No hacía falta subir ninguna imagen. Bastaba con el nombre de usuario. Quedaban dentro todas las cuentas públicas de mayores de 18 años. Las únicas excluidas eran las cuentas privadas y las de menores.
Quien aparecía en el resultado no recibía notificación alguna. La propia ayuda de Instagram lo dejaba escrito.
El permiso que no se te pidió
El diseño era de exclusión voluntaria. Nadie tenía que dar su permiso para entrar: había que buscar el interruptor y apagarlo a mano.
Ese interruptor vive en el apartado Compartir y reutilizar, dentro del permiso que deja a otras personas reutilizar tu contenido en Instagram y con las funciones de IA de Meta. ¿Cuándo fue la última vez que entraste ahí? Muchas cuentas ni siquiera llegaron a verlo, porque el despliegue avanzaba por fases y empezó por Estados Unidos.
Apagarlo tampoco arregla lo anterior. Desactivar el ajuste corta las generaciones futuras. Las imágenes que alguien creó antes siguen circulando.
Para un negocio, alguien podía coger tu material de marca y devolver al feed una versión sintética con tu logotipo puesto donde no toca.
Europa quedó fuera del lanzamiento, no del alcance
Muse Image no llegó a la Unión Europea el día de su estreno. Un perfil español abierto seguía siendo referenciable desde una cuenta estadounidense, así que la ausencia de despliegue no equivalía a estar a salvo.
El RGPD exige base legal explícita para tratar rasgos biométricos, y una casilla marcada por defecto no funciona como consentimiento informado. La AEPD lleva tiempo advirtiendo sobre el uso de imágenes sin autorización para alimentar modelos generativos. Meta ha dicho que quiere expandir la herramienta al resto de mercados, y su llegada a Europa depende de cómo resuelva ese punto.
La presión que acabó con la función vino del sector audiovisual estadounidense. La agencia CAA calificó el lanzamiento de irresponsable y el sindicato de actores SAG-AFTRA pidió a sus miembros que desactivaran la opción. El 10 de julio Meta actualizó su comunicado y retiró la mención de cuentas. Muse Image continúa operativo con el resto de sus funciones.

Dónde está el interruptor
El ajuste sigue en su sitio, porque cubre más funciones que la retirada. Abre Instagram, entra en tu perfil y toca el menú de las tres líneas. Busca Compartir y reutilizar y desactiva publicaciones y reels dentro del permiso de reutilización con IA. El texto varía según la versión de la app, y si no aparece es que todavía no ha llegado a tu cuenta.

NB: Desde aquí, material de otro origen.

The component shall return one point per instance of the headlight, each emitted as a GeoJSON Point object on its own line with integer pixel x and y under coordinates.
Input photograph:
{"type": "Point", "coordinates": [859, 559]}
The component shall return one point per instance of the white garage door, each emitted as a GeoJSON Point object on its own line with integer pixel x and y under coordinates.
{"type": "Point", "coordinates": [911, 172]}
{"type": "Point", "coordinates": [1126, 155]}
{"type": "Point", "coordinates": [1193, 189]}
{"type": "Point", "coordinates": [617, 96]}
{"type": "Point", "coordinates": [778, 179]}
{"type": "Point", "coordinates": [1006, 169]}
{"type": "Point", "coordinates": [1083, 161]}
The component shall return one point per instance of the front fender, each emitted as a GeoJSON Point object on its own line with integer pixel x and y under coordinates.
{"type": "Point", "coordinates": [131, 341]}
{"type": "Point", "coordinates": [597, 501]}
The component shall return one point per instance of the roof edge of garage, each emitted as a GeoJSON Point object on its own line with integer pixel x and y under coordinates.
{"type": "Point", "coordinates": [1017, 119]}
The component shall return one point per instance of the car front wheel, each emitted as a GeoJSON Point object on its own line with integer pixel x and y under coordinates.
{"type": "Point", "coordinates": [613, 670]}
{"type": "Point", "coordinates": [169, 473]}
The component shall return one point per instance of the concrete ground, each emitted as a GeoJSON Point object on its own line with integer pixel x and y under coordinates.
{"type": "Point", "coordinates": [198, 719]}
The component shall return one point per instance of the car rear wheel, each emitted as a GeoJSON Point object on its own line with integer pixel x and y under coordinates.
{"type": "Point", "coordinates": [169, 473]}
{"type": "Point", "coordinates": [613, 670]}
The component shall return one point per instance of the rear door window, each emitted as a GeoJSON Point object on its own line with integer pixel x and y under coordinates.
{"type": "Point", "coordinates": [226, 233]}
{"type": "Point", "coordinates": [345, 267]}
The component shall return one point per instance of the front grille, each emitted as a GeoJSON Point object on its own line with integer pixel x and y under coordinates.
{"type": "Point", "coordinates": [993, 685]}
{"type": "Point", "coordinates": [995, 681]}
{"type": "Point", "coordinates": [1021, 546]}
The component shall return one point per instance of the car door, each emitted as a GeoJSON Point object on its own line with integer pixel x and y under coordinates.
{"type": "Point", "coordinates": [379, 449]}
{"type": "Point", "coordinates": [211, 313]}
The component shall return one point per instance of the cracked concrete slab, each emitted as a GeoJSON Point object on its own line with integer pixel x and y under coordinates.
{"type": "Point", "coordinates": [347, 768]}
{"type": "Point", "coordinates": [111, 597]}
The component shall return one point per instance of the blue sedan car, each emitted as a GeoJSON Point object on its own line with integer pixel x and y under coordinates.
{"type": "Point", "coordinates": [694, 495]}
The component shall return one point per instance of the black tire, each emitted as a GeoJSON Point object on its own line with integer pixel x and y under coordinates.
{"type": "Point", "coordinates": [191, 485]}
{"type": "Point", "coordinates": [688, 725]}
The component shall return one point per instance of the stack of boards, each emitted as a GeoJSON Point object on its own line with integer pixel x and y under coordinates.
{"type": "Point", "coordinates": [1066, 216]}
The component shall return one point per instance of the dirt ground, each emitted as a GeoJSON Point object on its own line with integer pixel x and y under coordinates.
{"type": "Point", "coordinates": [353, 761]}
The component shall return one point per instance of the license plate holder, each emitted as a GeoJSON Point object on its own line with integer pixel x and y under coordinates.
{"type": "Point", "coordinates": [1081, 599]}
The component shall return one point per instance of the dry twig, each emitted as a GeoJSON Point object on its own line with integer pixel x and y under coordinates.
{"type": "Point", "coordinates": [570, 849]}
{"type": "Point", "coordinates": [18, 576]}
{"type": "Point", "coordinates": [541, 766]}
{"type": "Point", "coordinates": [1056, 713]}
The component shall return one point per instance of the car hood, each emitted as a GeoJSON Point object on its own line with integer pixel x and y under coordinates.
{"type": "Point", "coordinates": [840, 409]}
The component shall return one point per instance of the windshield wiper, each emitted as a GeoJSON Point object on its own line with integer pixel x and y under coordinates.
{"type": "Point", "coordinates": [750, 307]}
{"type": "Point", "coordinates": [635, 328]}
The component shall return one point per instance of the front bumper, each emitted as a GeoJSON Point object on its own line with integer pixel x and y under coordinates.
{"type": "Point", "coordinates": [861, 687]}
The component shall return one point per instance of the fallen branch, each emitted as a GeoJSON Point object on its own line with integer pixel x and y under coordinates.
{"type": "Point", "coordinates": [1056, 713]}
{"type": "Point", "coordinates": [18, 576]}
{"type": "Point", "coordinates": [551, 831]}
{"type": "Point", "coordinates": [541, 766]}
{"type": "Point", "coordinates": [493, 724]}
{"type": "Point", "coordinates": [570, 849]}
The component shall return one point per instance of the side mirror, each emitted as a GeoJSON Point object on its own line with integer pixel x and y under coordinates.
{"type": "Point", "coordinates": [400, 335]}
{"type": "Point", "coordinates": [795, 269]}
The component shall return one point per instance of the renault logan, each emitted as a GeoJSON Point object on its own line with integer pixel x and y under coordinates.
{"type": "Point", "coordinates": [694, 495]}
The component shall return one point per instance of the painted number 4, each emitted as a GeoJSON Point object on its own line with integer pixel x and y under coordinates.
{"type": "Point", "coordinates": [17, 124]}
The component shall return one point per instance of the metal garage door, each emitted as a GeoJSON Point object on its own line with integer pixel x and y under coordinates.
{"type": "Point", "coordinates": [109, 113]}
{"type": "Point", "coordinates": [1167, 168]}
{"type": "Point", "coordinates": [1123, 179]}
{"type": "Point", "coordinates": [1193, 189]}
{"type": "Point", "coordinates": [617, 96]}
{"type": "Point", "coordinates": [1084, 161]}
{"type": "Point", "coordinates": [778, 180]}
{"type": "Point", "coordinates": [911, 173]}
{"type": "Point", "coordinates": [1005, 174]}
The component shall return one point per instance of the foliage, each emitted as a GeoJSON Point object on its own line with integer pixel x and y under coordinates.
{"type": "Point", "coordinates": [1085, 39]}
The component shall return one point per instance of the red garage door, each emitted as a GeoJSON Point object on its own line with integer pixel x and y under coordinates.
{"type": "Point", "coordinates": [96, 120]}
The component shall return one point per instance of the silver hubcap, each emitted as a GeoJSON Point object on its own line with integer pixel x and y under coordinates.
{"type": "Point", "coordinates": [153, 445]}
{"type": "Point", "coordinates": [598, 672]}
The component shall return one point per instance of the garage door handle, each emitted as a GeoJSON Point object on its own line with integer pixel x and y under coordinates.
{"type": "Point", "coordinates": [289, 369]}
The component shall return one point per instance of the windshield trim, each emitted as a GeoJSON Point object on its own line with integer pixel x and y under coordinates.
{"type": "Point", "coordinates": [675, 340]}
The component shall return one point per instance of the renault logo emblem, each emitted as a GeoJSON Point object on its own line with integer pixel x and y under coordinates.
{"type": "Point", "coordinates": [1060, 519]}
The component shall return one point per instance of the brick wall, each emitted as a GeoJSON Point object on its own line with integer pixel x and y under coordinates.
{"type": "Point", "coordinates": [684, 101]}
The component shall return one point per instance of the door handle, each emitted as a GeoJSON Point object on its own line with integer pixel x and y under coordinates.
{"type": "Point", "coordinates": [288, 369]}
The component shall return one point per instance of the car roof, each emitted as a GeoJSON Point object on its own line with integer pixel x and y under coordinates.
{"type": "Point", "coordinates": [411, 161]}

La otra vía pasa por Privacidad de la cuenta y el perfil privado. Protege más, aunque no sirve a quien necesita el escaparate abierto, como un fotógrafo o una tienda.
Merece la pena volver a este apartado cada vez que la plataforma anuncia una función nueva de inteligencia artificial. El valor por defecto lo decide ella. Si lo que te preocupa es la suplantación de identidad de tu marca, en el blog repasamos hace tiempo cómo protegerse de los deepfakes desde el lado empresarial.
Lo que no depende de una actualización
Un perfil de Instagram es espacio alquilado. Las condiciones las escribe Facebook y cambian cuando le conviene, como se ha visto en tres días. Lo que queda bajo tu control empieza por el dominio, la dirección estable de tu marca aunque mañana cierres cuentas o cambies de red social.
Sigue por la página web propia, donde tú decides qué se publica y qué permisos hay sobre ello. Y termina en los originales de tu material gráfico, guardados en un almacenamiento en la nube, quedan al margen de cualquier revisión de términos de servicio.